The primary goal of my research program is to study dance cognition and pedagogy.  My scholarship is grounded in the constructivist theory of learning with the aim of improving teacher preparation by applying embodied socially constructed instruction, kinesthetic literacy, somatics and movement analysis and dance technology (e.g. interactive video, social media and handheld devices for instruction). My work supports a paradigm shift in pedagogical practice from traditional technique-driven dance training to the inclusion of new instructional methods (namely interactive technology, somatics, symbolic representation found in dance notation, issue-based instruction and community engaged practice).

Research summarized below addresses teaching and learning in the digital age and specifically notes my ongoing research goals in dance technology.
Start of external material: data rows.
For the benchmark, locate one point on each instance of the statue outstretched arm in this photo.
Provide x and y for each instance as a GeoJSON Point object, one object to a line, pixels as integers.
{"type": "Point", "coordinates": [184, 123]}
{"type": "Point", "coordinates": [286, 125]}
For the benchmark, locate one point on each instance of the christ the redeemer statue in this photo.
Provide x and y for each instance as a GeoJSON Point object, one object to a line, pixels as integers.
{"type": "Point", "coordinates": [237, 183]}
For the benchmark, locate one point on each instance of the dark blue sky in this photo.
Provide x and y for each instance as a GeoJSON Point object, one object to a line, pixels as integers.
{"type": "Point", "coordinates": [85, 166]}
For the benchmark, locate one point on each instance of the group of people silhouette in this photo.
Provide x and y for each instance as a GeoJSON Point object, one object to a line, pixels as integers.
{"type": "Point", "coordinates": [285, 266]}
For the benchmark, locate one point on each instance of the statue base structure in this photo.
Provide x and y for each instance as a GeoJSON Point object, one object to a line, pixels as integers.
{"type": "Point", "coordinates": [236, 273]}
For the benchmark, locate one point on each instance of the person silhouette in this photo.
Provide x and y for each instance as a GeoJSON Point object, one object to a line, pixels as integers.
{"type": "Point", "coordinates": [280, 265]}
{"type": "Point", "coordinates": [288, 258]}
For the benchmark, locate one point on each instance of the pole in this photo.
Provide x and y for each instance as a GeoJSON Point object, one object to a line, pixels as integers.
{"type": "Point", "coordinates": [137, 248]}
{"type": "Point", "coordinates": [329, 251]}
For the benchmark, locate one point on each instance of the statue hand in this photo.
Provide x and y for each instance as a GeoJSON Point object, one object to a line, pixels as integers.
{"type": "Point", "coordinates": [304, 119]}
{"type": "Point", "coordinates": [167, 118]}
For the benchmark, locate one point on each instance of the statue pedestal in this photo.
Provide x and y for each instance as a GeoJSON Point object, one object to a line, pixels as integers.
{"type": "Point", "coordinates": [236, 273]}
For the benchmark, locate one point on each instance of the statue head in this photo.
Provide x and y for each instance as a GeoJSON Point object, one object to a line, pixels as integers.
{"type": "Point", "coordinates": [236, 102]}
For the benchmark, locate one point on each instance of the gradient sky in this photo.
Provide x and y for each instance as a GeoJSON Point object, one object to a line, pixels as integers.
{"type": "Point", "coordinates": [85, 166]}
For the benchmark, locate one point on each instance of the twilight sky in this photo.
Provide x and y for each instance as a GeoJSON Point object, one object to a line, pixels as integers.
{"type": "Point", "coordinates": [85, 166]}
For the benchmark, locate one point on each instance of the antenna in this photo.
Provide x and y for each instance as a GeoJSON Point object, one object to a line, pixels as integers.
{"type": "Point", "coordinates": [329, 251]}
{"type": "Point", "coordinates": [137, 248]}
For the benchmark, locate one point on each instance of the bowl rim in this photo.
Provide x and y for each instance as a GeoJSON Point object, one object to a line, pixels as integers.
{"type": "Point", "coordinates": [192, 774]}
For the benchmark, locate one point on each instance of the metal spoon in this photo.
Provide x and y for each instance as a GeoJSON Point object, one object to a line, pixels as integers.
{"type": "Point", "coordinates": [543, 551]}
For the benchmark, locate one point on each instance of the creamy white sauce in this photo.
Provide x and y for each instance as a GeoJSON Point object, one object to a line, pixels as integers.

Current practices in K-12 dance pedagogy mandates technology integration in students’ comprehensive dance education. Over the past 20 years, I have written articles and book chapters defining methods of dance instruction in notation integration, multimedia design and assessment and evaluation, and dance technology pedagogy.


My research has established new trends in dance education through the thoughtful integration of technology. In addition to the development of Discover Dance (2000),  one of the first interactive multimedia products for K-12 dance education, my research has investigated the use of technology in several thematic areas. These areas include: dance documentation, interactive performance, distributed instruction, and the development of instructional methods for teacher education. Since my initial investigations, other research threads have emerged including the development of interactive and distance technology exclusively for dance educators.


As my passion for dance technology continued, I became fascinated with how technology could extend the landscape of dance education into international exchanges between global classrooms made possible by the use of video webcasting, video conferencing, and dance databases. I was asked by Liora Bresler to contribute a chapter on the topic in the International Handbook of Research in Arts Education Technology in dance education. (Parrish, 2007). This handbook is considered to be the definitive reference on core topics related to research in arts education, (with contributions from scholars in art education including eminent American educational philosopher, author, social activist, and teacher Maxine Green).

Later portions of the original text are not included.